Dizem tanta coisa, e eu já gostei tão mais de ir trabalhar, por uns motivos, e tão menos, por outros motivos, que já mudaram, entre si, mais de mil vezes nestes sete anos. O mais certo é não terem sido os motivos a mudar, é ter sido mesmo eu.
Tenho o trabalho que escolhi, estudei na escola que foi a minha primeira opção, tive a sorte, sem preço, de ficar a trabalhar no hospital que também sempre sonhei. É claro que me esforçei, mas se tivesse nascido um ano mais tarde, o meu esforço já não me valeria de nada, por isso, há que saber admitir o papel da SORTE nisto tudo.
Tenho uma profissão muito exigente, mesmo. Todos dirão isto da sua, mas porque, no fundo, não sabem a história toda!!! É preciso que eu saiba tanta coisa, e que me mantenha actualizada, é preciso que eu saiba trabalhar em equipa, que saiba fugir quando é para fugir, enfrentar quando é para enfrentar, mas é essencial que eu saiba gerir sempre: os conflitos. É preciso saber trabalhar COM PESSOAS DE TODOS OS TIPOS, feitios, personalidades, humores, manias, capacidades cognitivas, sociais. É preciso trabalhar até com aquelas pessoas que adoramos, mas com quem não gostamos de trabalhar, com as que não gostamos, mas gostamos de trabalhar, e depois, mas sobretudo, há o doente e as famílias, e as histórias de horror, mesmo.
É preciso jogo de cintura, gerir a ansiedade e o desespero deles, mas sobretudo, não trazer os doentes para casa... E esta é uma coisa essencial, que ninguém nos ensina na escola. Isso, e que vamos sempre, sempre, sempre, perder para a morte, é tudo uma questão de tempo. É imperativo saber perder para a morte, porque se nós não soubermos perder, como vamos ajudar os outros a aceitar a sua perda?

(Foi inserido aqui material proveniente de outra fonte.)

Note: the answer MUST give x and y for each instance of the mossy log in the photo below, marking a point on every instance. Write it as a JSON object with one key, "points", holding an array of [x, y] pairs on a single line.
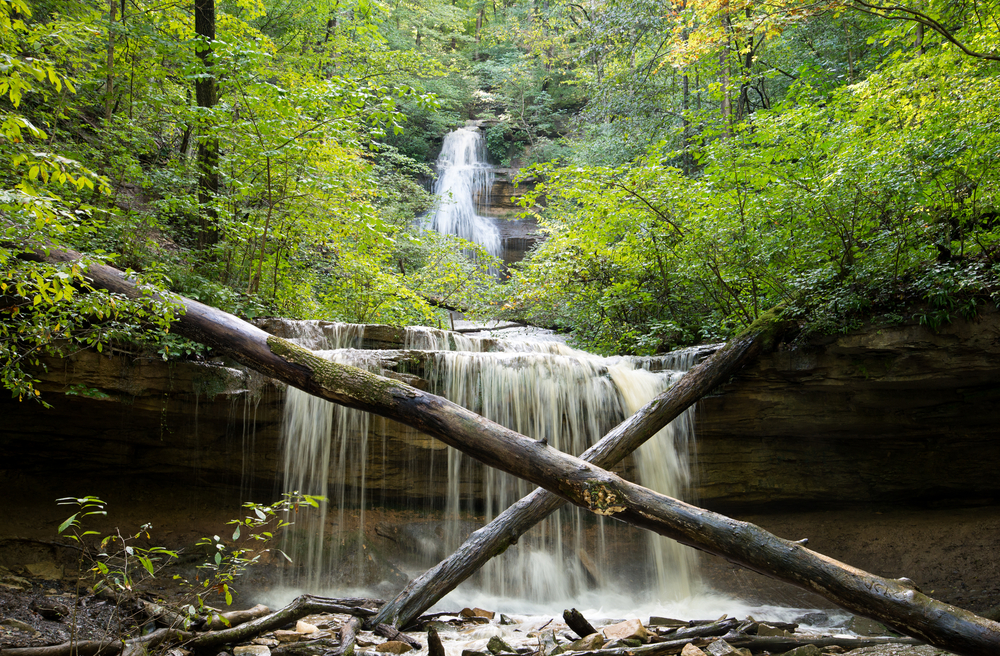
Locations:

Trabalho em traumatologia craneoencefálica e acho que já vi de tudo, mas sei que é mentira, porque um dia destes vai aparecer-me qualquer coisa impensável. Sim, porque eu já vi um milagre acontecer, e falei com ele, e não fossem as cicatrizes, eu nunca teria acreditado naquele milagre que andava e falava.
Bem, dizia eu, que já mudei tantas vezes, mas no fundo, o meu trabalho é que me mudou, e eu cresci, também, e ainda bem, estava mesmo a precisar. Gosto de pensar que cresci e mudei para melhor, embora nem sempre isto possa ser verdade, muito menos ser consensual.
Mas eu trabalho numa equipa de mais de vinte pessoas que eu nunca, nunca escolheria para trabalhar comigo, mas na qual eu não mudava nada, agora. Estes estranhos que entraram na minha vida há uns anos atrás podem, e na larga maioria não são, não ser os meus amigos mais intimos, mas são as pessoas que mais tempo passam comigo, e que me conhecem como poucos conhecerão, no meu lado melhor e sobretudo no pior. São as pessoas com quem eu aprendi primeiro a trabalhar, depois a conhecer, a aceitar e a respeitar, na diferença. E quando não tenho mesmo motivação para ir trabalhar tento concentrar-me nisto tudo o que tenho, e neles. Temo-nos uns aos outros, e isto, a par da minha sorte, também não tem preço.
Esta é a lição 2012, que todos assinariam aqui em baixo, estou certa disso.